After the Second World War, Fethke achieved fame as a film director in Poland. In 1960, he moved to West Berlin.

He was a collaborator of the review Literatura Mondo (Literary World) and many other periodicals.

==Selected works==

===Novels===

- Abismoj (Abysses), 1923
- Saltego trans Jarmiloj (A Leap across the Millennia), 1924
- Mr. Tot Aĉetas Mil Okulojn (Mr.
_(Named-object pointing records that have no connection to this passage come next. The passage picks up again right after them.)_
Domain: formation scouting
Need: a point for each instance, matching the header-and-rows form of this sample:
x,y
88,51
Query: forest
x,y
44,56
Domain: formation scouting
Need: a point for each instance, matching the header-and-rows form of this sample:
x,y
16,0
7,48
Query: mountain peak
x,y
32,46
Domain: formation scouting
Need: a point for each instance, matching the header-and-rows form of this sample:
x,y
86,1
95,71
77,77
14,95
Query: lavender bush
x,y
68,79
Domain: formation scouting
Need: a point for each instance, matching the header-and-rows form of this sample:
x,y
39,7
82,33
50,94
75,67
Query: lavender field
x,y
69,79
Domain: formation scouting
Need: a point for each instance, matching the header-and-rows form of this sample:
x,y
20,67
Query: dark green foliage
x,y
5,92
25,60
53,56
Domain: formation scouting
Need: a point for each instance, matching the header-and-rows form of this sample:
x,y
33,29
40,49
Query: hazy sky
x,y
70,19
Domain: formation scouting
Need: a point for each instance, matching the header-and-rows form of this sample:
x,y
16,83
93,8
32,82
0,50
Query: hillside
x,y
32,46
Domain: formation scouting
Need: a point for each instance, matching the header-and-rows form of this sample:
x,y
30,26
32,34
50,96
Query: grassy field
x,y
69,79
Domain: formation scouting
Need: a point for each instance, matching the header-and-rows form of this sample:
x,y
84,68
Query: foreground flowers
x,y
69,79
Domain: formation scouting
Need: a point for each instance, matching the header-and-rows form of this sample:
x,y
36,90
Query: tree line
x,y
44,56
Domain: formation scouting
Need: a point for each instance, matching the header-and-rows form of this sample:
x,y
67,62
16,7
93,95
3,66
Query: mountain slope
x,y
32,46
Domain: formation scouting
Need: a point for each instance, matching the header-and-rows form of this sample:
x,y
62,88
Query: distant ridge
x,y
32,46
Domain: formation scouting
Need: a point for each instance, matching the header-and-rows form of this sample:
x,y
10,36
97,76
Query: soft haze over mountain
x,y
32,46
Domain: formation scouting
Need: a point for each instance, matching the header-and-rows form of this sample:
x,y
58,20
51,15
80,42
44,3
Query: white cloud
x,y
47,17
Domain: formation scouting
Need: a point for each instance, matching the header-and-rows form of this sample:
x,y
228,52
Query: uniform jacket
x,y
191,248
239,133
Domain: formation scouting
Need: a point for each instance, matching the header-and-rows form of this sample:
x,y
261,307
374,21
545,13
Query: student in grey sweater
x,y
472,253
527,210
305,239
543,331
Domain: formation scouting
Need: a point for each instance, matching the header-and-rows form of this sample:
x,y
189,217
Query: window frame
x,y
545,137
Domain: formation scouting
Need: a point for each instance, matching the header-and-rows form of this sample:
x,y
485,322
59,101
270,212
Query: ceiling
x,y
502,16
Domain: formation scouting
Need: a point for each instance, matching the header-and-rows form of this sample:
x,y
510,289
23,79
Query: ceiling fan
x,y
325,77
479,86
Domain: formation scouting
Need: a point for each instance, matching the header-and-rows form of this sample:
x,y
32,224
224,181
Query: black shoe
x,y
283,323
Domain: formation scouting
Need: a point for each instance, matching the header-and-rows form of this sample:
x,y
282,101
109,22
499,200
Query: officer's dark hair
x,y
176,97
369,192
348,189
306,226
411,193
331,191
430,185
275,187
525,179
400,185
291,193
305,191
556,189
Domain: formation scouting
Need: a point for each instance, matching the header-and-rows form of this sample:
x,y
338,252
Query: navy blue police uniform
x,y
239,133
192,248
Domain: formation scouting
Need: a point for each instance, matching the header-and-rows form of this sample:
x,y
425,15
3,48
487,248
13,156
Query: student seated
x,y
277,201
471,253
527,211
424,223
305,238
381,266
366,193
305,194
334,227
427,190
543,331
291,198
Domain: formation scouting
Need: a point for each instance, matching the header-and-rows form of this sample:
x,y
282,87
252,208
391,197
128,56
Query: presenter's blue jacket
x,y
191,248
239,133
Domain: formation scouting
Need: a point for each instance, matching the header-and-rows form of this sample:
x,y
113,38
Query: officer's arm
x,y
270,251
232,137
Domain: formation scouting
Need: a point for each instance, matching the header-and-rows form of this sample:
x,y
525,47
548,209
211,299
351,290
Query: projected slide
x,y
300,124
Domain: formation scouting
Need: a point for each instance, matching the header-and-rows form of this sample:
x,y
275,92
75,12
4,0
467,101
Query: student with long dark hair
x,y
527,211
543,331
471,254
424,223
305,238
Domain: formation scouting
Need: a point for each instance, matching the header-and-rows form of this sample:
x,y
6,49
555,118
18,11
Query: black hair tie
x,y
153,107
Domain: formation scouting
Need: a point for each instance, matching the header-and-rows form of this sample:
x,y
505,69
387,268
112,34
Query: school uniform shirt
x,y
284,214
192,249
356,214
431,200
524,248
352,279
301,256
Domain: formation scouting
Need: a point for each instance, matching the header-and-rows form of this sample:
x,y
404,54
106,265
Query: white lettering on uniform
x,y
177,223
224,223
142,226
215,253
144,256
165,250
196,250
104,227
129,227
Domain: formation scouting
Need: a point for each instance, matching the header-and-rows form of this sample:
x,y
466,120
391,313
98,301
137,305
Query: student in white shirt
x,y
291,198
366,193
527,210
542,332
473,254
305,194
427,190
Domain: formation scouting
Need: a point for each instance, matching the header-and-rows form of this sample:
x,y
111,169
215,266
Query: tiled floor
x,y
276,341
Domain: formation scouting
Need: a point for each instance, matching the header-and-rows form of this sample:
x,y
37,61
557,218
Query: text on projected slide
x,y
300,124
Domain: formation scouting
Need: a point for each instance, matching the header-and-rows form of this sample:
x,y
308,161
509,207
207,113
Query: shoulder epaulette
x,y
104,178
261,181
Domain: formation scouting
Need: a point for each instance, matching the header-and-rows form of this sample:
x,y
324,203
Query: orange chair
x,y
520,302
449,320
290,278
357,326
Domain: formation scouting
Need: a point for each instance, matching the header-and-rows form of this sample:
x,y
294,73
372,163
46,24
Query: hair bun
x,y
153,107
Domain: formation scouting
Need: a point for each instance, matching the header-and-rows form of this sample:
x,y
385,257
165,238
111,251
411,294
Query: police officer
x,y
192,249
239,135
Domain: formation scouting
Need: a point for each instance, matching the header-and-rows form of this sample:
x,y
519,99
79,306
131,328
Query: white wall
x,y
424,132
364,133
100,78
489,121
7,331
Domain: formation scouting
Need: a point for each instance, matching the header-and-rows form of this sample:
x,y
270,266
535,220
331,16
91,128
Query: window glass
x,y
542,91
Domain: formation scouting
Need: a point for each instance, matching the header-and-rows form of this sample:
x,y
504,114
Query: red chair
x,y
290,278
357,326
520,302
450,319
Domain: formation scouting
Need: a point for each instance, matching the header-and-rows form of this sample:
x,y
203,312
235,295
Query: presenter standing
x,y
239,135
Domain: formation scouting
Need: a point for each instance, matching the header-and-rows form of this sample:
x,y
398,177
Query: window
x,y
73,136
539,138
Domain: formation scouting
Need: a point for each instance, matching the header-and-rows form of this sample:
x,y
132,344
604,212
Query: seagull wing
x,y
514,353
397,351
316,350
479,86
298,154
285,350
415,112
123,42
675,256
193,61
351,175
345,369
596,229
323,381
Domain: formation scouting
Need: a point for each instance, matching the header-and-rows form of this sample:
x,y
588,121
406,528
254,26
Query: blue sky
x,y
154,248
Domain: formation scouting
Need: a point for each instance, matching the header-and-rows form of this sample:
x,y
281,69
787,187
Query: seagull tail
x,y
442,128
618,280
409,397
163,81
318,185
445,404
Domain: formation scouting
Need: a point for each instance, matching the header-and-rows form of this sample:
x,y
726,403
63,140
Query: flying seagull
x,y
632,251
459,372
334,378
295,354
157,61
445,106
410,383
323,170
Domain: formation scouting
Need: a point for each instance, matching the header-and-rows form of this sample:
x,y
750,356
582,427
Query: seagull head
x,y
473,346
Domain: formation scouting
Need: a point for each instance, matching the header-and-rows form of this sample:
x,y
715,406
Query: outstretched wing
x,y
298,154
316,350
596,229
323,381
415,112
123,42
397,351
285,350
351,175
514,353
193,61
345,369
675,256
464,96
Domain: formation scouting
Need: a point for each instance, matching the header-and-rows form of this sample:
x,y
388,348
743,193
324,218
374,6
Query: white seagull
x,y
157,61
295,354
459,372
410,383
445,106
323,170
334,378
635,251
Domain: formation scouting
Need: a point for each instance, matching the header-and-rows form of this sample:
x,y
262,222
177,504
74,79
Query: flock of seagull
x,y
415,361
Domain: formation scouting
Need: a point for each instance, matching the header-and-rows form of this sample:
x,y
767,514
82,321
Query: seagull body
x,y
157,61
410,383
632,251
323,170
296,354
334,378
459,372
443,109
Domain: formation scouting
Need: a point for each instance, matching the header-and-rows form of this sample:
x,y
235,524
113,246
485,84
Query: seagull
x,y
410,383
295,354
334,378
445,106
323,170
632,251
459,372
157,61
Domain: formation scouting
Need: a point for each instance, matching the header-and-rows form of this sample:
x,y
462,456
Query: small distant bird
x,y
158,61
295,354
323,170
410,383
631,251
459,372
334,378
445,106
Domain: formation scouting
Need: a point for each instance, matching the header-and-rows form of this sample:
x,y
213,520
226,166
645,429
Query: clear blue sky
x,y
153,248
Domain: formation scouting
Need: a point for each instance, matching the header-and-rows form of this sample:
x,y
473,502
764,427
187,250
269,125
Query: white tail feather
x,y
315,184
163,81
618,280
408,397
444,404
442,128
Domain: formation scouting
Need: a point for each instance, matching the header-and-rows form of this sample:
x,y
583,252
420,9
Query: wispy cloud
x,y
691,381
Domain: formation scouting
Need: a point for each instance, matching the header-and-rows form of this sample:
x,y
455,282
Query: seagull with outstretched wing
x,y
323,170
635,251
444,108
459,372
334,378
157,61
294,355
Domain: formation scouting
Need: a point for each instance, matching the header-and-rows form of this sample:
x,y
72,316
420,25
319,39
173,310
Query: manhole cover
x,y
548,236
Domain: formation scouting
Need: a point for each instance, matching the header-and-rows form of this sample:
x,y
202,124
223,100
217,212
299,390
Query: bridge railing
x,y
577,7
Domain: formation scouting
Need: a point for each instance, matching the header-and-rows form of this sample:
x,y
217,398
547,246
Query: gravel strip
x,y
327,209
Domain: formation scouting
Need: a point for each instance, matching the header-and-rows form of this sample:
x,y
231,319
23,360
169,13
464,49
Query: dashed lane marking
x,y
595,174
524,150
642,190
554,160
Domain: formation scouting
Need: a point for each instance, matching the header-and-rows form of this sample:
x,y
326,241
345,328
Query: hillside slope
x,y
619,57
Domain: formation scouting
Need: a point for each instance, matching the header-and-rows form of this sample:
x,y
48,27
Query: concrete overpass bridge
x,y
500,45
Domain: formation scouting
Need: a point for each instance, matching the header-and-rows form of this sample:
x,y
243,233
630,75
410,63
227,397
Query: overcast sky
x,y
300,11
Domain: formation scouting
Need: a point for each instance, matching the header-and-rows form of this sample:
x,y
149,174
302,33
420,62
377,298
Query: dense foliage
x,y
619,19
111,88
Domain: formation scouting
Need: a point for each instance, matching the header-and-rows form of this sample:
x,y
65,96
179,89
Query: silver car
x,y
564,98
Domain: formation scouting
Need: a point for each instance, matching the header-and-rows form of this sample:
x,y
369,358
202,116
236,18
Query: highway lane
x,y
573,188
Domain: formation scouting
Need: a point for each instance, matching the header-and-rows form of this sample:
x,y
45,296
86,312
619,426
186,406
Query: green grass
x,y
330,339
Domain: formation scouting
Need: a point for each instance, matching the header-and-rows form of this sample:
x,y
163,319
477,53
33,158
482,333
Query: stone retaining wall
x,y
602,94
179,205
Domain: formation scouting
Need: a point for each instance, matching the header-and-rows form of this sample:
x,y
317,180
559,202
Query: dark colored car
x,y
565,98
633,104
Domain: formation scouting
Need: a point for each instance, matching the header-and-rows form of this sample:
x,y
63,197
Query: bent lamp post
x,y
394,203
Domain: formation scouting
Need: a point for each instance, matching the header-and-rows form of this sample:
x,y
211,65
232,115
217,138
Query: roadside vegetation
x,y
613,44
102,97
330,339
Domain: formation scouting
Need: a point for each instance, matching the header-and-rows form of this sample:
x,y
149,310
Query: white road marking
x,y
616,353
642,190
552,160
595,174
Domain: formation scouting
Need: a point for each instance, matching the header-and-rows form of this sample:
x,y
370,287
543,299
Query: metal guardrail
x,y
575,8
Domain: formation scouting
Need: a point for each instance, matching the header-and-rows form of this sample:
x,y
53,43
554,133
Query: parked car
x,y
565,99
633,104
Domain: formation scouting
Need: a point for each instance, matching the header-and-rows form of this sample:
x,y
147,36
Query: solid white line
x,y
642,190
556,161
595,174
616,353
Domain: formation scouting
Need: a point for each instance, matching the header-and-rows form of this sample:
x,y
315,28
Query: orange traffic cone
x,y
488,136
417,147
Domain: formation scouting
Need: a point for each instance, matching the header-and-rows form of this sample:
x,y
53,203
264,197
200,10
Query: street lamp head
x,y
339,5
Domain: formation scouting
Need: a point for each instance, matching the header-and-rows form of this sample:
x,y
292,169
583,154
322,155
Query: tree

Tot Buys a Thousand Eyes), 1931

===Collection of novellas===
- La verda raketo ("The green rocket") 1961
- Mia verda breviero ("My green prayer book"), 1974

===Films===
- Mother Krause's Journey to Happiness, 1929 (screenplay).
- Beyond the Street (1929) (screenplay together with Willy Döll).
- Schön ist es, verliebt zu sein, 1933/34 (screenplay).
- Carlos schönstes Abenteuer, 1934 (screenplay).
- Morgaŭ ni komencos la vivon, an Esperanto version of Morgen beginnt das Leben, 1934 (dubbing).
- Petersburger Nächte, 1935 (screenplay).
- Quadrille d'amour, 1935 (screenplay).
- The Cat in the Bag (1935) (screenplay)
- Two Joasias (1935) (screenplay)
- American Adventure (1936) (screenplay)
- Papa się żeni, 1936 (screenplay)
- The Haunted Manor (1936) (screenplay)
- Dodek na froncie, 1936 (screenplay)
- The Leper, 1936 (screenplay)
- Count Michorowski 1937 (screenplay)
- Three Troublemakers (1937) (screenplay)
- Robert i Bertrand, 1938 (screenplay)
- Zapomniana melodia, 1938 (directed together with Konrad Tom)
- Bogurodzica, 1939 (director)
- Przez łzy do szczęścia, 1939 (director, screenplay)
- Złota Maska, 1939/40 (director, screenplay)
- To Happiness Through Tears (1941) (director)
- Bravo, Little Thomas, 1945 (director).
- Ulica graniczna, 1948 (screenplay)
- Załoga, 1951 (director, screenplay)
- A Matter to Settle, 1953 (director, screenplay)
- Irena do domu!, 1955 (director).
- Der schweigende Stern (Milcząca gwiazda), 1959 (screenplay), an East German-Polish co-production.